In Ukraine, without a doubt, the most striking example of Renaissance architecture is the early modern center of Lviv. The great fire of 1527 destroyed the Gothic buildings of the city and it was rebuilt according to the new Renaissance rules.
The civil and sacred architecture of Lviv in the 16th century was not only ideologically Italian. It was literally created by the Italians. Petro Italiets, Pavlo Shchaslyvyi, Petro Barbon, Pavlo Rymlianyn, Amvrosii Prykhylnyi, Adam Pokora and others were from Italian-speaking regions. The Italians brought with them "pieces of Italy" and were not going to adapt to local traditions.

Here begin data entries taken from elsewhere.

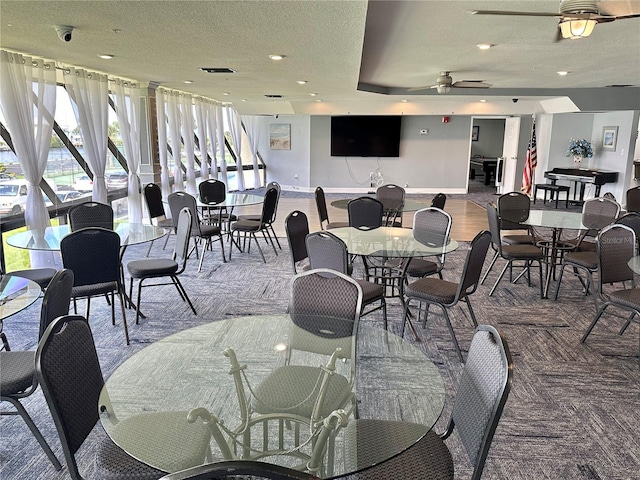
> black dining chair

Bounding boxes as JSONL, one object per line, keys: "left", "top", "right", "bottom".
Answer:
{"left": 626, "top": 186, "right": 640, "bottom": 213}
{"left": 238, "top": 181, "right": 282, "bottom": 250}
{"left": 340, "top": 324, "right": 513, "bottom": 480}
{"left": 143, "top": 183, "right": 174, "bottom": 255}
{"left": 376, "top": 183, "right": 405, "bottom": 226}
{"left": 314, "top": 186, "right": 348, "bottom": 230}
{"left": 36, "top": 315, "right": 211, "bottom": 480}
{"left": 284, "top": 210, "right": 310, "bottom": 274}
{"left": 198, "top": 178, "right": 237, "bottom": 234}
{"left": 68, "top": 201, "right": 114, "bottom": 231}
{"left": 430, "top": 192, "right": 447, "bottom": 210}
{"left": 0, "top": 268, "right": 73, "bottom": 471}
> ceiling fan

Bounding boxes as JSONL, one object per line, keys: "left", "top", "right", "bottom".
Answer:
{"left": 470, "top": 0, "right": 640, "bottom": 40}
{"left": 409, "top": 71, "right": 491, "bottom": 94}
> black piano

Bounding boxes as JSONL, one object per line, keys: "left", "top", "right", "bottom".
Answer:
{"left": 544, "top": 168, "right": 618, "bottom": 203}
{"left": 470, "top": 158, "right": 498, "bottom": 186}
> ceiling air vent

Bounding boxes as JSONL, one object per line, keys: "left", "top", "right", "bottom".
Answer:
{"left": 200, "top": 67, "right": 235, "bottom": 74}
{"left": 264, "top": 94, "right": 283, "bottom": 98}
{"left": 605, "top": 84, "right": 633, "bottom": 88}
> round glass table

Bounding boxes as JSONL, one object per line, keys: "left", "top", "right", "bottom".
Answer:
{"left": 330, "top": 198, "right": 427, "bottom": 212}
{"left": 0, "top": 275, "right": 40, "bottom": 320}
{"left": 99, "top": 314, "right": 445, "bottom": 477}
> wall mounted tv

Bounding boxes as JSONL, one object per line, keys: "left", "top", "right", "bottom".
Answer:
{"left": 331, "top": 116, "right": 402, "bottom": 157}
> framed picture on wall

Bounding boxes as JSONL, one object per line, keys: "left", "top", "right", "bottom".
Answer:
{"left": 602, "top": 126, "right": 618, "bottom": 151}
{"left": 472, "top": 126, "right": 479, "bottom": 141}
{"left": 270, "top": 124, "right": 291, "bottom": 150}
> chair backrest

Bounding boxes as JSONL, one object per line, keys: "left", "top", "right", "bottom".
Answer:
{"left": 596, "top": 224, "right": 636, "bottom": 288}
{"left": 60, "top": 228, "right": 122, "bottom": 289}
{"left": 615, "top": 212, "right": 640, "bottom": 242}
{"left": 168, "top": 191, "right": 201, "bottom": 236}
{"left": 285, "top": 210, "right": 310, "bottom": 273}
{"left": 430, "top": 193, "right": 447, "bottom": 210}
{"left": 497, "top": 191, "right": 530, "bottom": 230}
{"left": 198, "top": 179, "right": 226, "bottom": 205}
{"left": 68, "top": 202, "right": 114, "bottom": 231}
{"left": 486, "top": 202, "right": 503, "bottom": 255}
{"left": 174, "top": 207, "right": 193, "bottom": 270}
{"left": 266, "top": 181, "right": 281, "bottom": 223}
{"left": 449, "top": 324, "right": 513, "bottom": 480}
{"left": 305, "top": 231, "right": 349, "bottom": 274}
{"left": 582, "top": 196, "right": 620, "bottom": 229}
{"left": 626, "top": 186, "right": 640, "bottom": 213}
{"left": 603, "top": 192, "right": 616, "bottom": 201}
{"left": 412, "top": 207, "right": 452, "bottom": 249}
{"left": 158, "top": 461, "right": 320, "bottom": 480}
{"left": 347, "top": 197, "right": 384, "bottom": 229}
{"left": 143, "top": 183, "right": 167, "bottom": 220}
{"left": 314, "top": 186, "right": 330, "bottom": 228}
{"left": 288, "top": 269, "right": 362, "bottom": 359}
{"left": 36, "top": 315, "right": 104, "bottom": 480}
{"left": 38, "top": 268, "right": 74, "bottom": 339}
{"left": 260, "top": 187, "right": 279, "bottom": 225}
{"left": 376, "top": 184, "right": 405, "bottom": 211}
{"left": 456, "top": 230, "right": 492, "bottom": 300}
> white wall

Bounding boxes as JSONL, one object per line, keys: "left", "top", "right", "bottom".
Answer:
{"left": 471, "top": 119, "right": 505, "bottom": 158}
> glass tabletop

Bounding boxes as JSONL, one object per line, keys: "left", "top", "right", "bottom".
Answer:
{"left": 99, "top": 314, "right": 445, "bottom": 476}
{"left": 6, "top": 223, "right": 169, "bottom": 251}
{"left": 330, "top": 198, "right": 427, "bottom": 212}
{"left": 0, "top": 275, "right": 41, "bottom": 321}
{"left": 329, "top": 226, "right": 458, "bottom": 258}
{"left": 628, "top": 256, "right": 640, "bottom": 274}
{"left": 197, "top": 193, "right": 264, "bottom": 208}
{"left": 524, "top": 210, "right": 616, "bottom": 231}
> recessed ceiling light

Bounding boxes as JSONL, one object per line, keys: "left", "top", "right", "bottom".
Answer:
{"left": 309, "top": 92, "right": 318, "bottom": 96}
{"left": 315, "top": 99, "right": 323, "bottom": 103}
{"left": 557, "top": 71, "right": 569, "bottom": 76}
{"left": 183, "top": 80, "right": 193, "bottom": 84}
{"left": 99, "top": 54, "right": 114, "bottom": 59}
{"left": 241, "top": 99, "right": 247, "bottom": 102}
{"left": 223, "top": 92, "right": 230, "bottom": 96}
{"left": 269, "top": 54, "right": 285, "bottom": 61}
{"left": 297, "top": 80, "right": 307, "bottom": 85}
{"left": 401, "top": 99, "right": 408, "bottom": 103}
{"left": 479, "top": 99, "right": 487, "bottom": 103}
{"left": 476, "top": 44, "right": 493, "bottom": 50}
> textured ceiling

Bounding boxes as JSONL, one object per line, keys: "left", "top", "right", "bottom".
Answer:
{"left": 0, "top": 0, "right": 639, "bottom": 115}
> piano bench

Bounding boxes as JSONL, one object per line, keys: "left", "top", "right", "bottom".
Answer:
{"left": 534, "top": 184, "right": 570, "bottom": 209}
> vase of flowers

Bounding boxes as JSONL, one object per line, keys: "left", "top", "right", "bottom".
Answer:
{"left": 567, "top": 139, "right": 593, "bottom": 166}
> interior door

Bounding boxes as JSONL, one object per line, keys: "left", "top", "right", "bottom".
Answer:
{"left": 499, "top": 117, "right": 521, "bottom": 194}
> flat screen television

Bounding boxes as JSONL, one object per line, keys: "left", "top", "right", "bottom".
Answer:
{"left": 331, "top": 116, "right": 402, "bottom": 157}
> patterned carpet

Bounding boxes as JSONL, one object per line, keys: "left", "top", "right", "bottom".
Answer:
{"left": 1, "top": 184, "right": 638, "bottom": 479}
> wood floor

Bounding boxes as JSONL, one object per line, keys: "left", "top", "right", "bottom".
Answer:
{"left": 232, "top": 197, "right": 489, "bottom": 242}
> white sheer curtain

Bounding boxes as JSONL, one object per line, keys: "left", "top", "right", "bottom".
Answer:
{"left": 242, "top": 114, "right": 262, "bottom": 188}
{"left": 204, "top": 102, "right": 217, "bottom": 180}
{"left": 113, "top": 79, "right": 142, "bottom": 222}
{"left": 156, "top": 88, "right": 171, "bottom": 200}
{"left": 216, "top": 104, "right": 228, "bottom": 186}
{"left": 194, "top": 98, "right": 210, "bottom": 181}
{"left": 65, "top": 67, "right": 109, "bottom": 203}
{"left": 180, "top": 94, "right": 197, "bottom": 195}
{"left": 0, "top": 51, "right": 56, "bottom": 267}
{"left": 226, "top": 106, "right": 244, "bottom": 191}
{"left": 166, "top": 91, "right": 184, "bottom": 191}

At the same time, it is worth noting that Lviv was a city with the Magdeburg rights, and therefore with a strong and prosperous community. It was easier for such cities to incorporate new people, for whom it was enough to become a citizen of the city, and also tended to normalize life and organization of space. In addition, in cities with the Magdeburg rights, there were standards for the size of land for construction, the number of floors and windows, and so on. Therefore, as a result, the squares in such European cities are proportionally similar and recognizable. This was very well combined with the consistent affection of Italian architects to clear canonical forms and structuring. As a result, early modern Lviv received the geometric shape of a rectangle – an ideal Renaissance city, with an orthogonal grid of streets and a rectangular central square.
Harmony needs a canon. A canon is a restriction, and a restriction inevitably causes a revolt. Such a protest of individualism and emotionality in architecture was first Mannerism, and then Baroque, also created by new waves of migrants from Italy and Germany. We clearly see the spread of the new style on the Renaissance buildings of Lviv, especially in sacred buildings.

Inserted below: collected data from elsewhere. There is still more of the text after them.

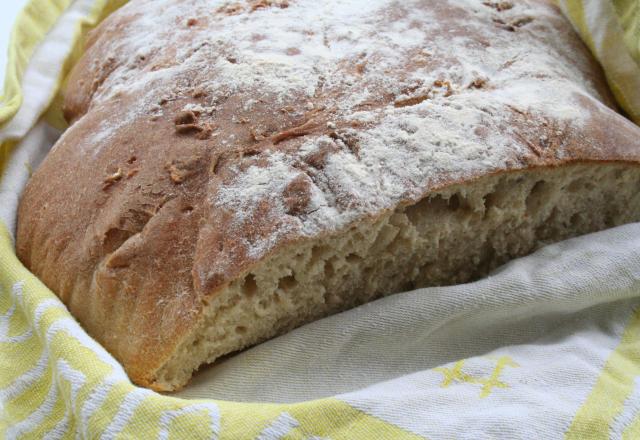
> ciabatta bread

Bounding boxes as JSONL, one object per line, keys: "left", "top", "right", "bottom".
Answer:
{"left": 17, "top": 0, "right": 640, "bottom": 390}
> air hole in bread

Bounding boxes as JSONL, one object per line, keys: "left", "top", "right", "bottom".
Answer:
{"left": 525, "top": 180, "right": 549, "bottom": 212}
{"left": 346, "top": 253, "right": 362, "bottom": 264}
{"left": 278, "top": 275, "right": 297, "bottom": 291}
{"left": 235, "top": 326, "right": 247, "bottom": 334}
{"left": 242, "top": 274, "right": 258, "bottom": 297}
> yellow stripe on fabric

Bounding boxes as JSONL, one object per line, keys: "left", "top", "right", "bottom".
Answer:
{"left": 1, "top": 281, "right": 31, "bottom": 345}
{"left": 1, "top": 0, "right": 131, "bottom": 176}
{"left": 24, "top": 394, "right": 71, "bottom": 440}
{"left": 0, "top": 0, "right": 69, "bottom": 178}
{"left": 0, "top": 138, "right": 19, "bottom": 188}
{"left": 588, "top": 0, "right": 640, "bottom": 123}
{"left": 2, "top": 361, "right": 54, "bottom": 433}
{"left": 565, "top": 308, "right": 640, "bottom": 439}
{"left": 0, "top": 337, "right": 42, "bottom": 389}
{"left": 0, "top": 279, "right": 42, "bottom": 390}
{"left": 218, "top": 401, "right": 298, "bottom": 439}
{"left": 118, "top": 395, "right": 220, "bottom": 439}
{"left": 111, "top": 394, "right": 162, "bottom": 439}
{"left": 608, "top": 81, "right": 640, "bottom": 122}
{"left": 612, "top": 0, "right": 640, "bottom": 63}
{"left": 86, "top": 382, "right": 140, "bottom": 436}
{"left": 6, "top": 306, "right": 31, "bottom": 340}
{"left": 0, "top": 0, "right": 72, "bottom": 126}
{"left": 560, "top": 0, "right": 596, "bottom": 48}
{"left": 292, "top": 398, "right": 425, "bottom": 440}
{"left": 0, "top": 353, "right": 47, "bottom": 420}
{"left": 219, "top": 398, "right": 424, "bottom": 440}
{"left": 561, "top": 0, "right": 640, "bottom": 123}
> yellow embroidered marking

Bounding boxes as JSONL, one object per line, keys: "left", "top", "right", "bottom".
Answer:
{"left": 434, "top": 360, "right": 469, "bottom": 387}
{"left": 435, "top": 356, "right": 519, "bottom": 398}
{"left": 566, "top": 308, "right": 640, "bottom": 439}
{"left": 478, "top": 356, "right": 520, "bottom": 398}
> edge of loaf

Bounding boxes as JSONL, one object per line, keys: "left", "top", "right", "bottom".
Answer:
{"left": 16, "top": 0, "right": 640, "bottom": 390}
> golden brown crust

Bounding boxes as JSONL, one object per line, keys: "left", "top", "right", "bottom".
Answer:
{"left": 16, "top": 0, "right": 640, "bottom": 387}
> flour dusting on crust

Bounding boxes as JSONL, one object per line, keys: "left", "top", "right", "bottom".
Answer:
{"left": 74, "top": 0, "right": 618, "bottom": 273}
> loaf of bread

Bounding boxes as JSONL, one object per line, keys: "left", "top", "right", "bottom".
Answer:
{"left": 16, "top": 0, "right": 640, "bottom": 391}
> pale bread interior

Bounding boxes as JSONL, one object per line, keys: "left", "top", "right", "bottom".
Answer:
{"left": 156, "top": 162, "right": 640, "bottom": 390}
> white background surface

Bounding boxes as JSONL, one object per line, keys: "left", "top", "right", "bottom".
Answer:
{"left": 1, "top": 0, "right": 30, "bottom": 89}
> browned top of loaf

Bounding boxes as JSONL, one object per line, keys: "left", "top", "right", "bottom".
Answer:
{"left": 16, "top": 0, "right": 640, "bottom": 387}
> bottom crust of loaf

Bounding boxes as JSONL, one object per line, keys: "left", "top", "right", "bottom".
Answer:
{"left": 151, "top": 162, "right": 640, "bottom": 391}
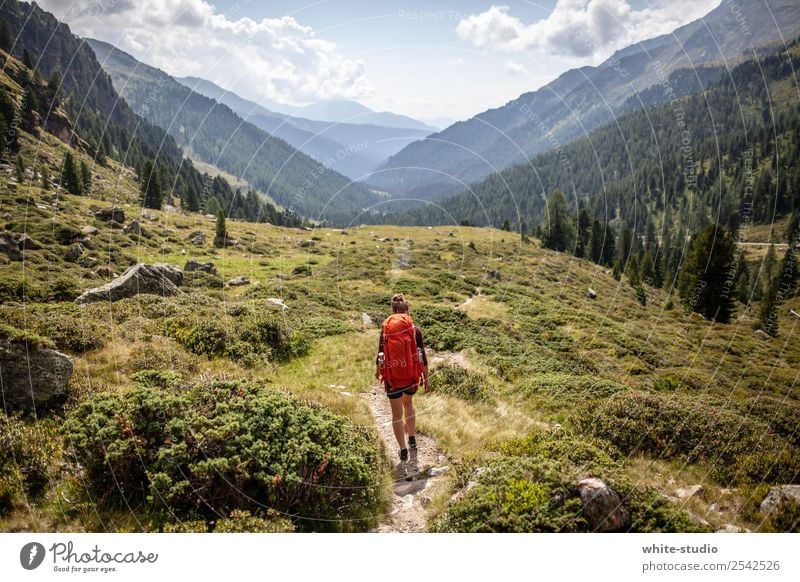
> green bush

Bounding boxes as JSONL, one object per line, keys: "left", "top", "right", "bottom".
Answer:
{"left": 298, "top": 316, "right": 353, "bottom": 339}
{"left": 183, "top": 272, "right": 224, "bottom": 289}
{"left": 433, "top": 432, "right": 707, "bottom": 533}
{"left": 240, "top": 317, "right": 309, "bottom": 362}
{"left": 212, "top": 509, "right": 294, "bottom": 533}
{"left": 130, "top": 370, "right": 183, "bottom": 390}
{"left": 64, "top": 380, "right": 386, "bottom": 531}
{"left": 30, "top": 305, "right": 108, "bottom": 353}
{"left": 292, "top": 264, "right": 312, "bottom": 277}
{"left": 0, "top": 415, "right": 61, "bottom": 509}
{"left": 164, "top": 319, "right": 231, "bottom": 357}
{"left": 578, "top": 391, "right": 796, "bottom": 484}
{"left": 430, "top": 364, "right": 490, "bottom": 402}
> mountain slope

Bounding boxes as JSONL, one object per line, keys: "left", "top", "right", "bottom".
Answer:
{"left": 368, "top": 0, "right": 800, "bottom": 199}
{"left": 176, "top": 76, "right": 431, "bottom": 179}
{"left": 87, "top": 39, "right": 380, "bottom": 222}
{"left": 382, "top": 42, "right": 800, "bottom": 249}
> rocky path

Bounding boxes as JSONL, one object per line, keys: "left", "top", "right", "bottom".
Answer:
{"left": 365, "top": 385, "right": 450, "bottom": 532}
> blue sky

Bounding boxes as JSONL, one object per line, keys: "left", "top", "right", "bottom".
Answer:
{"left": 41, "top": 0, "right": 720, "bottom": 123}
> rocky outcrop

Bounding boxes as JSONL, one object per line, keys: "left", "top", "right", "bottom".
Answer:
{"left": 75, "top": 263, "right": 183, "bottom": 304}
{"left": 587, "top": 288, "right": 597, "bottom": 299}
{"left": 123, "top": 219, "right": 143, "bottom": 235}
{"left": 0, "top": 337, "right": 73, "bottom": 412}
{"left": 184, "top": 260, "right": 217, "bottom": 275}
{"left": 760, "top": 485, "right": 800, "bottom": 516}
{"left": 187, "top": 231, "right": 206, "bottom": 246}
{"left": 227, "top": 276, "right": 250, "bottom": 287}
{"left": 64, "top": 242, "right": 84, "bottom": 262}
{"left": 487, "top": 270, "right": 502, "bottom": 281}
{"left": 0, "top": 232, "right": 42, "bottom": 260}
{"left": 267, "top": 297, "right": 289, "bottom": 310}
{"left": 94, "top": 207, "right": 125, "bottom": 223}
{"left": 577, "top": 477, "right": 630, "bottom": 532}
{"left": 81, "top": 225, "right": 98, "bottom": 236}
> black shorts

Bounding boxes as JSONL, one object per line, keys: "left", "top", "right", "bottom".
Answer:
{"left": 385, "top": 384, "right": 418, "bottom": 400}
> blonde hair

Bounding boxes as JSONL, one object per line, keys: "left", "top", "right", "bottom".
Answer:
{"left": 391, "top": 293, "right": 409, "bottom": 313}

Why were groups of Italian immigrants invited to implement the Renaissance canon in the Kingdom of Poland, and why did they not move on? This is very similar to the Greek masters of the Rus’ era, who came to Kyiv to build churches in the Byzantine style. The political elites of our lands were willing to pay for engagement in modernization and to do so encouraged the immigration of skilled architects from other countries.
At the same time, one should not go to extremes in interpreting the possibilities of the influence of architecture on the development of society. Because of Italian architecture Lviv did not cease to be Lviv and even more so did not become Rome or Florence. The same diverse population of the Ukrainian lands continued to live and act in the Italian scenery as before. Therefore, in addition to the external "Renaissance", it was important to experience the "ideological" one, and in this context, the problem seems much more complicated.